The law also contains a section of penalties to be exercised on defaulters. The penalties consider incompliance as a criminal act whose determination lies in the hands of the judicial system. The act regards manipulation of financial records and other ill mannered practices such as coerciveness and fraud as criminal offences (Colapinto and Kohn, 2004). The determination of such offences lies squarely on the commission created by the act. It act also provides for the penalties to be exercised upon fraud and exaggeration of financial records such as balance sheet earlier practiced to attract investors.
Adoption of the act in 2002 has impacted both positively and negatively on business organizations.

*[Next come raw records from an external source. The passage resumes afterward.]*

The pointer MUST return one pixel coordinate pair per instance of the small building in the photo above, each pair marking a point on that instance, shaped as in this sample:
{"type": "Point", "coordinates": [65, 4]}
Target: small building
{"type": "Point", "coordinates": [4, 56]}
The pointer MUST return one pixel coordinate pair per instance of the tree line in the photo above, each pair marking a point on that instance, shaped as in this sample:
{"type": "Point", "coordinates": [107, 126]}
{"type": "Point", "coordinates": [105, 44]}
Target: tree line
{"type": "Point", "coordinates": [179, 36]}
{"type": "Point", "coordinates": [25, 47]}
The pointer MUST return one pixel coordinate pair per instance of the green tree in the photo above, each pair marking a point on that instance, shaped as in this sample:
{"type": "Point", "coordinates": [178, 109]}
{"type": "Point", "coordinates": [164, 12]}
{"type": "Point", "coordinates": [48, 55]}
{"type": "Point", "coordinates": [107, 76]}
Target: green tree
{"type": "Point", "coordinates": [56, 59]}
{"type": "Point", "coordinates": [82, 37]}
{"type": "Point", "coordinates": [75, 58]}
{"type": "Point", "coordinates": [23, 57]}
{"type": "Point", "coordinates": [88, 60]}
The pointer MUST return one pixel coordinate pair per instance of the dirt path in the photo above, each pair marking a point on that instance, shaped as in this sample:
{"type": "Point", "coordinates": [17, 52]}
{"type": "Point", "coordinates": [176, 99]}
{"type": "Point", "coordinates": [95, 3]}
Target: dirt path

Some of the effects can be categorized as follows: Cost effects, auditing, and business management effects among others. It is said to have dehorned institutions that had earlier acted as if they were above the law and brought sanity in accounting. This act brought to an end the practice of shoddy dealings meant to exaggerate profits, expenses and swindle billions of dollars from financial institutions.
Some of the merits brought about by the adoption of the law include: boosting investor confidence, elimination of corruption and manipulation, accuracy and reliability of financial records, skillful and standardized financial record keeping, enhanced auditing discipline, speedy reporting and timely auditing among others. Since its adoption, the act has continued to positively influence business practices both within and without the United States (Kuschnik, 2008. The act enhanced creation of internal financial control systems and framework bringing to an end earlier practices that had seen shareholders lose billions of dollars to shoddy deals. The reliability of financial control systems is responsible for the improved investor confidence. Prior to its adoption, managers had little to do with financial system creating loopholes for manipulative deals. The regulation has seen managers take financial responsibilities and as a result improve knowledge and skills in financial management.
Although the act is believed to have been the best intervention of the time, it did not come without negative effects. The cost of compliance, for example, was high and required substantial amounts of resources. Cost implications are believed to have lowered revenues and decreased profits in subsequent years. The adoption of the act is also believed to have imposed damaging effects on large financial organizations and reduced their competence in stock exchange markets. The act is also criticized for having killed potential public companies by discouraging creation and thus immensely contributed to unemployment. Such impacts could have been avoided through transparent accounting.
Although the act has greatly improved financial practices in business organizations, it has imposed retrogressive economic effects in the United States as a whole. Legal suits such as those of 2006 and 2010 challenging some aspects of the law are just a demonstration of discontent with aspects of the act. Amendment of the act is underway following a Supreme Court ruling regarding some aspects said to have contravened the constitution of the US. Its amendment if comprehensively carried out would see the US regain its status in the stock exchange. It is also likely to address some earlier concerns and should be seen as an opportunity to correct its weaknesses.